Train a Policy to Solve an Environment¶
This page will guide you how to train a policy to solve an environment.
Define the Experiment¶
In garage, we train a policy in an experiment, which is a function wrapped by a
decorator called wrap_experiment
. Below is an simple example.
wrap_experiment
could have some arguments. You can see the experiments doc
for details of running experiments.
@wrap_experiment
def my_first_experiment():
...
Construct a Trainer¶
Within the experiment, we need a Trainer
to set up important state (such
as a TensorFlow Session) for training a policy. To construct a Trainer
, an
experiment context called ctxt
is needed. This is used to create the
snapshotter, and we can set it None
here to make it simple.
Garage supports both PyTorch and TensorFlow. If you use TensorFlow, you should
use TFTrainer
.
Besides, in order to produce determinism, you can set a seed for the random number generator.
@wrap_experiment
def my_first_experiment(ctxt=None, seed=1):
set_seed(seed)
# PyTorch
trainer = Trainer(ctxt)
...
# TensorFlow
with TFTrainer(ctxt) as trainer:
...
Construct an Environment¶
Garage supports many environments. You can also implement your own environment
like this. In this example, we choose CartPole-V1
environment.
env = GymEnv('CartPole-v1')
Construct a Policy and an Algorithm¶
Construct your policy and choose an algorithm to train it. Here, we use
CategoricalMLPPolicy
and TRPO
, you can also implement your own algorithm
like this. The policy should be compatible with the
environment’s observations and action space (CNN for image observations,
discrete policy for discrete action spaces, etc). The action space of
CartPole-V1
is discrete so we choose a discrete policy here. Besides, as an
on policy algorithm, we need a sampler to make samples. Here we use the basic
LocalSampler
.
policy = CategoricalMLPPolicy(name='policy',
env_spec=env.spec,
hidden_sizes=(32, 32))
baseline = LinearFeatureBaseline(env_spec=env.spec)

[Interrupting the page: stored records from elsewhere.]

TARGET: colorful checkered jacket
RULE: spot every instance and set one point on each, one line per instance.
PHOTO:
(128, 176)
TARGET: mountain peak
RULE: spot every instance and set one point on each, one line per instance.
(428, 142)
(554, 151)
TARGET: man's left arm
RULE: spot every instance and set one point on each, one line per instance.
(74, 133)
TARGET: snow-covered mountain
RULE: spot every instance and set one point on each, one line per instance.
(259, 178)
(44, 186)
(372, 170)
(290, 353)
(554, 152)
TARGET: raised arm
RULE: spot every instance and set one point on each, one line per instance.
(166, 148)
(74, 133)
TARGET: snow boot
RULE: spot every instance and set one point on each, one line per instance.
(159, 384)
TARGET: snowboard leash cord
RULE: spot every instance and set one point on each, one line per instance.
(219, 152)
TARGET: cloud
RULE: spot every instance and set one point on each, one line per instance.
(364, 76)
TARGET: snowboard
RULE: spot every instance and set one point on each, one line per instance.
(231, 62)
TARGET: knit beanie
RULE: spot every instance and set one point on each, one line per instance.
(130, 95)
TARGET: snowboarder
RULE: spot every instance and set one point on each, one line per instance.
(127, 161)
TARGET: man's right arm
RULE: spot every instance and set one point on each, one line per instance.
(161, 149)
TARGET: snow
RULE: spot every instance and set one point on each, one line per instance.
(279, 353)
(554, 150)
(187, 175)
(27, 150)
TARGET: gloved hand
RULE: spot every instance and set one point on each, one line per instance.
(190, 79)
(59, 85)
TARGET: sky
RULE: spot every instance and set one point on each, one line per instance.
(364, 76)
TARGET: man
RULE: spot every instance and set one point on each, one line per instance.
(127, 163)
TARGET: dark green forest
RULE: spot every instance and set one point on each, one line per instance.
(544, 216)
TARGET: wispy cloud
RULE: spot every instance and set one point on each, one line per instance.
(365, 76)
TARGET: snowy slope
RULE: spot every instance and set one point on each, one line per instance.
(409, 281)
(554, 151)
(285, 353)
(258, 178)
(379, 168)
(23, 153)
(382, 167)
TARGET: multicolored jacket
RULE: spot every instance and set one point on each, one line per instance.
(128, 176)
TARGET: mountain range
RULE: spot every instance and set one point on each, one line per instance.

sampler = LocalSampler(agents=policy,
envs=env,
max_episode_length=env.spec.max_episode_length,
is_tf_worker=True)
algo = TRPO(env_spec=env.spec,
policy=policy,
baseline=baseline,
discount=0.99,
max_kl_step=0.01)
Tell the Trainer How to Train the Policy¶
The final step is calling trainer.setup
and trainer.train
to co-ordinate
training the policy.
trainer.setup(algo, env)
trainer.train(n_epochs=100, batch_size=4000)
Run the Experiment¶
To run the experiment, simply call the experiment function you just defined.
my_first_experiment()
my_first_experiment(seed=3) # changes the seed to 3
Usually these will appear at the end of your launcher script, but your experiment functions are regular Python functions, and can be imported anywhere.
See below for a full example.
Example: Train TRPO to Solve CartPole-v1
¶
In the above steps, we construct the required components to train a
CategoricalMLPPolicy
with TRPO
to solve CartPole-v1
and wrap all into an
experiment function. You can find the full example in examples/tf/trpo_cartpole.py
,
which is also pasted below:
Running the above should produce output like:
2020-06-25 14:03:46 | [trpo_cartpole] Logging to /home/ruofu/garage/data/local/experiment/trpo_cartpole_4
2020-06-25 14:03:48 | [trpo_cartpole] Obtaining samples...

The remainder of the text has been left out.